Contro l’Isis lotta senza quartiere: ”Come promesso ho dato disposizioni al dipartimento della difesa di mettere a punto un piano per demolire e distruggere l’Isis, una rete di selvaggi senza legge che hanno massacrato musulmani e cristiani, uomini, donne e bambini di tutte le fedi e i credi”.

Cresceranno le spese per la difesa (anche se in realtà, stando a quel che è emerso finora, non si tratta di un aumento grande, grande). Sulla Nato ha ripetuto il suo sostegno, ma “ci aspettiamo che i nostri partner, nella Nato o in Medio Oriente, assumano un ruolo diretto e significativo nelle operazioni militari e paghino la loro giusta quota di costi”.

Trump propone un nuovo sistema d’immigrazione “che abbandoni quello attuale che vede arrivare manodopera poco qualificata e venga basato sul merito, come in Canada e in Australia”. Ma sul Messico non torna indietro: “Costruiremo presto un grande grande muro che contribuirà a fermare il traffico di droga e il crimine”.

Via anche l’Obamacare: “Oggi chiedo al Congresso di cancellare e rimpiazzare l’Obamacare con riforme che aumentino la possibilità di scelta, abbassino i costi ed allo stesso tempo forniscano una sanità migliore”. Repubblicani e democratici dovrebbero “lavorare insieme per salvare gli americani dalla disastrosa Obamacare che sta implodendo”.

Dal Congresso il Presidente vuole anche mille miliardi di dollari di investimenti in infrastrutture , “finanziati con capitale pubblico e privato, creando milioni di nuovi posti di lavoro”.

Sulle tasse c’è la grande, grande promessa. Ma per capire cosa vuol dire una forte riduzione per la classe media bisognerà aspettare un provvedimento articolato perché il diavolo fiscale è più che mai nascosto nei dettagli.

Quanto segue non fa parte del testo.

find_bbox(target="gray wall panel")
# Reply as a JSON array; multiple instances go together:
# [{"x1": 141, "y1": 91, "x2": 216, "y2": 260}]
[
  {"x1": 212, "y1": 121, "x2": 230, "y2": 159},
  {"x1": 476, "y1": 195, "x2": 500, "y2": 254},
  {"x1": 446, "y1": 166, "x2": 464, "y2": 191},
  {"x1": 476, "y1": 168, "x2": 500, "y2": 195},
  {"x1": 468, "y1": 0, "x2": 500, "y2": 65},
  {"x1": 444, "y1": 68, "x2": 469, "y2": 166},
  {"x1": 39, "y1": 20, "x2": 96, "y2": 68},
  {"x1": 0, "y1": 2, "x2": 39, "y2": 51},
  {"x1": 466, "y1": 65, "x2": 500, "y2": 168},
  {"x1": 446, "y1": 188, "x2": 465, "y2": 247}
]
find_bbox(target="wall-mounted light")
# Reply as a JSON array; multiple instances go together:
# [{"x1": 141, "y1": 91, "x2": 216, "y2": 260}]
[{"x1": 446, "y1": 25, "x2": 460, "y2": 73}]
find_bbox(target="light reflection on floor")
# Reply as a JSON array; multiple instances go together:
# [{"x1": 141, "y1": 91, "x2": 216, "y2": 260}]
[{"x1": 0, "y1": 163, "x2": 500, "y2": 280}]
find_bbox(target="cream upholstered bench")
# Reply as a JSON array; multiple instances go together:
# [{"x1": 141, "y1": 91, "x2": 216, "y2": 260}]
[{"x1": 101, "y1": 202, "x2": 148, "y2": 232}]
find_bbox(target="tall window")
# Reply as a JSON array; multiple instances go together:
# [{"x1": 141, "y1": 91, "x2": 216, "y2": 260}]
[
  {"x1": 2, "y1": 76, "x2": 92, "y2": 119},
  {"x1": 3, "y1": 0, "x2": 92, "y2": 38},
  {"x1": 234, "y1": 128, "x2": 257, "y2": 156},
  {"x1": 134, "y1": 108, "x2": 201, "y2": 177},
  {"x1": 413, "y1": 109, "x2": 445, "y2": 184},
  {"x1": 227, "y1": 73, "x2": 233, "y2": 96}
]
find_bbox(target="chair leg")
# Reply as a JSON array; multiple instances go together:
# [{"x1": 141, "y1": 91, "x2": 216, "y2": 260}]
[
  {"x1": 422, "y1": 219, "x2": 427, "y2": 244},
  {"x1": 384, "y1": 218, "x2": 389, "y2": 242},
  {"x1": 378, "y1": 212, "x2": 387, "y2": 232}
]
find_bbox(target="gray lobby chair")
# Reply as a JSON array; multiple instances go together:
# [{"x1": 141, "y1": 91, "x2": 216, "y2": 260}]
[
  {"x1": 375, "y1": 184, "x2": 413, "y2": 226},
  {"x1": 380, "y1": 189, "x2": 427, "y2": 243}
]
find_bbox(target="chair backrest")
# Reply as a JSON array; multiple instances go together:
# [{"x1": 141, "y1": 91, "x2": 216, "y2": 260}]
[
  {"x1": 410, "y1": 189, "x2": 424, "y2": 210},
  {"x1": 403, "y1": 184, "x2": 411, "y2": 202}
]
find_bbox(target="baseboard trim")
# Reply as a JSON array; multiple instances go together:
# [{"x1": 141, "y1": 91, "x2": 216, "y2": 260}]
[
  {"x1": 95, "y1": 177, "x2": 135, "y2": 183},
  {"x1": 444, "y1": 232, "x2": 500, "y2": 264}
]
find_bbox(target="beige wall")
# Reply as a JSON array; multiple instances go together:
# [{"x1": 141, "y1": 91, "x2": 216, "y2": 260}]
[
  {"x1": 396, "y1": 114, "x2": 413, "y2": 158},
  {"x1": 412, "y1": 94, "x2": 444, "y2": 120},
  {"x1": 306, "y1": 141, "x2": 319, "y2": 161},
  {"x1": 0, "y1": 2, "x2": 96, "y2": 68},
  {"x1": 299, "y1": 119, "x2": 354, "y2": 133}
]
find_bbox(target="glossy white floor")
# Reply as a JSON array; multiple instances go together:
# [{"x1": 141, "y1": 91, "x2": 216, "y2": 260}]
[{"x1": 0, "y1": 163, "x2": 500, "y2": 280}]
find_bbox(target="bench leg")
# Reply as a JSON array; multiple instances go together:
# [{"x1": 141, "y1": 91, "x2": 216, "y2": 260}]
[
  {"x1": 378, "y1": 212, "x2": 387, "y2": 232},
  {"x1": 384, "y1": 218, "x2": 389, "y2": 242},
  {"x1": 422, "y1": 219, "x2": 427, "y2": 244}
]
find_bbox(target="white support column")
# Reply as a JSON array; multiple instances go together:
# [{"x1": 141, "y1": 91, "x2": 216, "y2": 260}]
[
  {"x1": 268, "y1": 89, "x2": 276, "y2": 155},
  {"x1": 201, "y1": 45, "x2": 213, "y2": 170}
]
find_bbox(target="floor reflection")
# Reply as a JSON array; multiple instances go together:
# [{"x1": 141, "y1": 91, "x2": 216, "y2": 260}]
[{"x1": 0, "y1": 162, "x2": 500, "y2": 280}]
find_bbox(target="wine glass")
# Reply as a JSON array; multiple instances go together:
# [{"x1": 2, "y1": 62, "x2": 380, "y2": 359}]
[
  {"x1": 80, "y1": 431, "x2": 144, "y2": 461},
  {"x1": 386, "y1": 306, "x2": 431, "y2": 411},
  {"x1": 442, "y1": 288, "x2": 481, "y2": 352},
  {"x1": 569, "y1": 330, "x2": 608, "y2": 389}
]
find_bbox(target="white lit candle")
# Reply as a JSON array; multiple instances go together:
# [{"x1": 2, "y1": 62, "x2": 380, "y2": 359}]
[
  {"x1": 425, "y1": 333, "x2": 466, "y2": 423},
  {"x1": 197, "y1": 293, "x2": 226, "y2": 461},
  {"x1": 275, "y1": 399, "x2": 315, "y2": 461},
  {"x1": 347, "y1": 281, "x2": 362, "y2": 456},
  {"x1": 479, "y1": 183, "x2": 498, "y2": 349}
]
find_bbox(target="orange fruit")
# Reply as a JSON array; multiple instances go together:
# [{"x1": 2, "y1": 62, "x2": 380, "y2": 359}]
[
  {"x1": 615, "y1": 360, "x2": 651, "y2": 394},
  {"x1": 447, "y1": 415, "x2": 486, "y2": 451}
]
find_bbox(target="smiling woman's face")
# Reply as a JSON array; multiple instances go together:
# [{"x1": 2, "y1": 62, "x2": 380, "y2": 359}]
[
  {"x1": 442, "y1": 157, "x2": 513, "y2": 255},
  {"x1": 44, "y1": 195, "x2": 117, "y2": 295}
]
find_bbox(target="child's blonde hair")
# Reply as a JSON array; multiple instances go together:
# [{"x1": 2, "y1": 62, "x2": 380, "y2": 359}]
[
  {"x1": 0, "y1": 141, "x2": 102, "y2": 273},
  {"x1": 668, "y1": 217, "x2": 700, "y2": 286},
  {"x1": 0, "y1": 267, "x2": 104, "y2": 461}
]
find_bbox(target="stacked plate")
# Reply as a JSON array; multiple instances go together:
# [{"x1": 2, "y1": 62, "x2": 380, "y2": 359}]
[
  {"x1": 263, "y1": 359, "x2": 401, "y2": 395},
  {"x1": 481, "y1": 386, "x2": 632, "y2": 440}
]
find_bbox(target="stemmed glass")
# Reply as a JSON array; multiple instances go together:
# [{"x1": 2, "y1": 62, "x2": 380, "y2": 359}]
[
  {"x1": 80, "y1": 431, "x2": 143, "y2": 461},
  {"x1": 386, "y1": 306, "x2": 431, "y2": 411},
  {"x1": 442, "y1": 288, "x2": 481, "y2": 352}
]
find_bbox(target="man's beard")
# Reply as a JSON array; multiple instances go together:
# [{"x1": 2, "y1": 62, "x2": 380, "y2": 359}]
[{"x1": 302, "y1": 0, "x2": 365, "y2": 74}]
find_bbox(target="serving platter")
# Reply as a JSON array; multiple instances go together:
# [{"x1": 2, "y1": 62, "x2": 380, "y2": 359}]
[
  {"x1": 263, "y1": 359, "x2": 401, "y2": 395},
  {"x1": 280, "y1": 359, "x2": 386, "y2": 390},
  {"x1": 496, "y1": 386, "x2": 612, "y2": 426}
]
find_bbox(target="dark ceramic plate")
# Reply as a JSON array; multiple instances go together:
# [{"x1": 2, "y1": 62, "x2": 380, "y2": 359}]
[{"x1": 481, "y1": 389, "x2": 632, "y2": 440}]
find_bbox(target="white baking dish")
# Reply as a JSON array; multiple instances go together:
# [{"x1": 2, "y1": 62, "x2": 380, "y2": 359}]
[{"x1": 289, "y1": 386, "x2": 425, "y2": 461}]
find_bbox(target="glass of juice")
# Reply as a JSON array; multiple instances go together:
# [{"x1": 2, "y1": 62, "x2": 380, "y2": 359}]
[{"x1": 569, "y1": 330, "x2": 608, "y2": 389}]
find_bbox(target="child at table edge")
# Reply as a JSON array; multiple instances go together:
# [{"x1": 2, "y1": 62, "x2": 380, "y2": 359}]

Se ci si basa sul suo programma elettorale, si tratta in realtà di un taglio maggiore sulle imposte pagate dai ceti più abbienti. Soprattutto bisognerà capire quanta parte verrà finanziata in deficit.

Contraddittorio il passaggio sul protezionismo. “Sono un forte sostenitore del libero scambio” ma con l’accordo commerciale Nafta, con Messico e Canada, “gli Stati Uniti hanno perso il 25% della loro occupazione nell’industria”. Quindi occorre rivedere gli accordi commerciali in modo tale da non svantaggiare le imprese americane. Come? Con dazi, tariffe, barriere all’ingresso?

Per molti versi The Donald ha voluto indossare le vesti di Ronald, e gli accenti sulle tasse e sull’America che guida il mondo sono reaganiani. Ma se il canovaccio può sembrare simile, non lo è l’attore e soprattutto il teatro in cui recita. Il bipolarismo era già in crisi nel 1981, un’Unione sovietica aggressiva emetteva gli ultimi rantoli in Afghanistan, ma i Paesi emergenti erano quelli petroliferi tra i quali dominava l’Arabia Saudita militarmente dipendente dagli Usa. C’era in nuce il risveglio islamico, non il terrorismo di massa né il Califfato. Soprattutto non c’era la Cina e con lei una corona di economie che dal Terzo Mondo fanno irruzione entro il Primo e lo trasformano. Trump vuole guidare questo mondo che, anche grazie alla globalizzazione, è diventato davvero grande, grande. E lo vuol fare da solo. Good luck!